Ich tue so, als ob ich Selbständigkeit und Kinder unter einen Hut bekommen würde. Aber jetzt gerade musste ich mich für ein oder zwei Wochen von meinen Jungs trennen, weil ich sonst bei der Arbeit in einem unergründlichen Loch versinke. Sicher geht es meinen Jungs, da wo sie sind, bestens. Aber wenn sie – oder insbesondere der Kleine – sich hätten aussuchen können, hätte ich dabei sein müssen. Was ist nun besser? Jeder muss mit seinem Lebensentwurf zurecht kommen und sollte versuchen, andere leben zu lassen, wie sie es für richtig halten.
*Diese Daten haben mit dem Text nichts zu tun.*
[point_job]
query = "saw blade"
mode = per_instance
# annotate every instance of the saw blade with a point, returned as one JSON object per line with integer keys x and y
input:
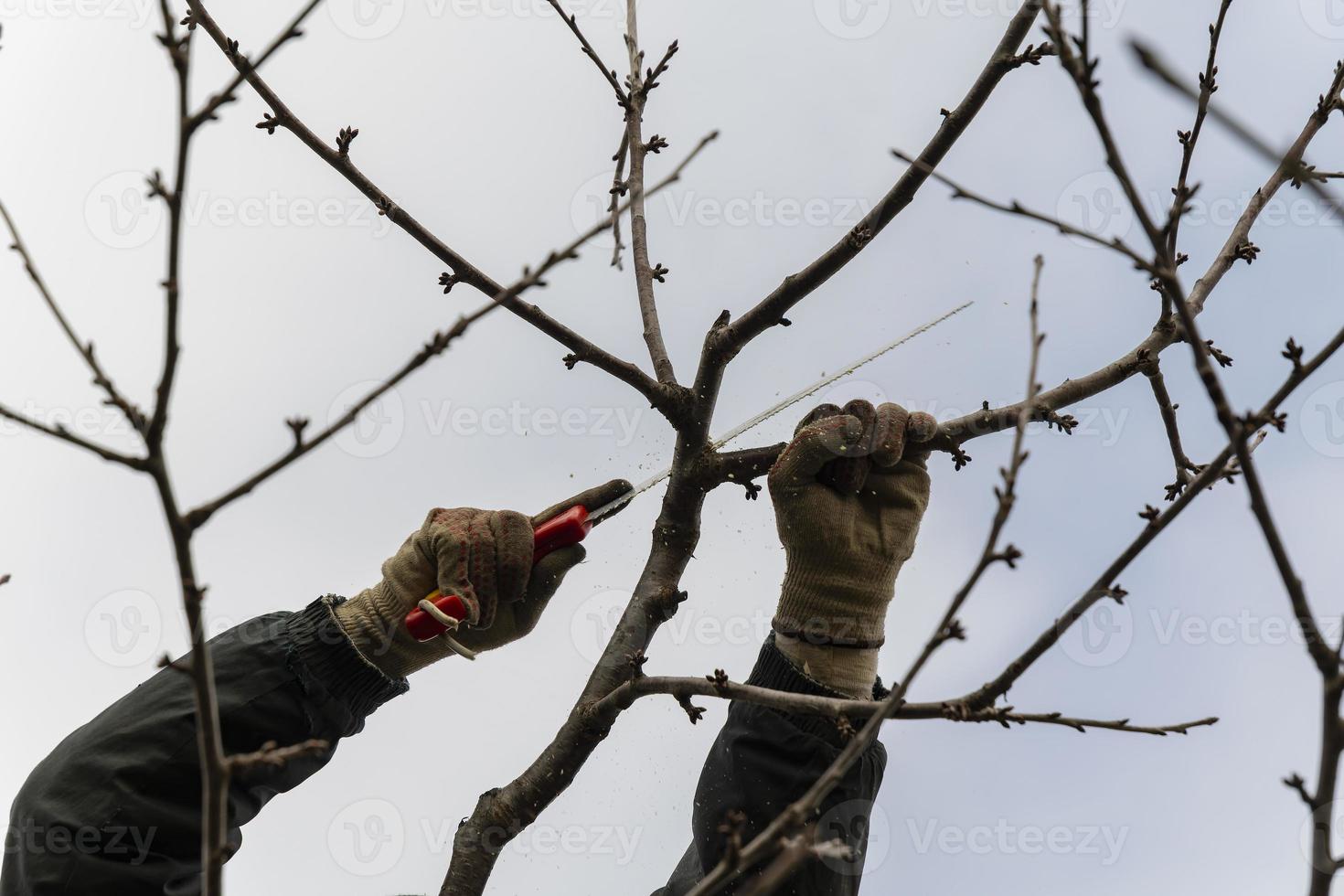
{"x": 606, "y": 509}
Ich finde es unglaublich und bewundernswert, was Du für Deine Kinder geleistet hast und leistest. Solch eine Behinderung ist ein unvorstellbarer Zeit- und Kraftaufwand – körperlich und seelisch. Und der ist bei weitem fordernder als jedes geschäftliche Großprojekt. :-)
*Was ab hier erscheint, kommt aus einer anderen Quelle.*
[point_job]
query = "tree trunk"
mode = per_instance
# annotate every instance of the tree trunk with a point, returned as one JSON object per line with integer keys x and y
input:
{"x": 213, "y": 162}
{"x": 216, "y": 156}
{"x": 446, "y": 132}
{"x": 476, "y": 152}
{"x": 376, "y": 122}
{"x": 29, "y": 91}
Mir scheint, diese Mutter hat noch nicht mitbekommen, dass normale Menschen auch außerhalb des Jobs/Büros das Hirn eingeschaltet haben, bei ihr ja wohl leider nicht der Fall.
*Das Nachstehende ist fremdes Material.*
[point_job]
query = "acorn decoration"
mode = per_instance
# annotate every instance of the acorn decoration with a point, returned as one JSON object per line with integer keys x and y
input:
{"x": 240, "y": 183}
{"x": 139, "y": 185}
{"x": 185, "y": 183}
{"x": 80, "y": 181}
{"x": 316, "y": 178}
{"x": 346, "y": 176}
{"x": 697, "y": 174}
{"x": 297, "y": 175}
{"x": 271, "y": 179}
Keine grauen Haare wachsen lassen wegen so etwas, freuen Sie sich weiter über ihre gut erzogenen und mit Herzenswärme verwöhnten Kinder
Gruß, Claudia
Ich finde es schon erschreckend, dass Du schreibst, “…ich habe in der Vergangenheit dies getan, ich hab das getan…!” Das hoert sich denn doch ein bisschen nach rechtfertigen an.
Mein Gott. Es ist Dein Leben, Dein Schiksal, Deine Entscheidungen, Dein Ding… das geht keinen Aussenstehenden etwas an.
Und egal WAS Du machst… Hauptsache Du machst es gut :) Und das kommt bei Dir rueber, finde ich… also vom lesen her… ich kenn Dich ja gar nicht :)
Schick die mal zu mir, die Tussi!!!
Schlimm, dass man sich immer und immer wieder über solche Kommentare ärgern muss.
Es ist schade, wenn trotz abgeschlossenem Studium, das Hirn so selten außer für Arbeit benutzt wird! ;)
Ich glaube das ist der einzige Teil meines Lebens, in dem ich sehr selbstbewusst bin. Ich arbeite, jeden Tag hart. Mein Mann und ich sind ein Team! Weil ich diesen Teil mache, kann er seinem nachgehen. Ohne mich ginge das ganz einfach nicht. Und anders herum.
Auch wenn man weiß, dass die eine oder andere Dame es nicht verdient hat, dass man sich damit rumärgert, oder einfach nur aus Neid so spricht, weh tut es trotzdem. Vorallem wenn einem einfach nicht zugehört wird. Blöd, dass einem so oft der Souffleur fehlt!
Ich schicke mordsmäßig viel Mumm und Kreativität für die nächste Auseinandersetzung. Fühlen Sie sich umarmt, Gruß von der Front! ;)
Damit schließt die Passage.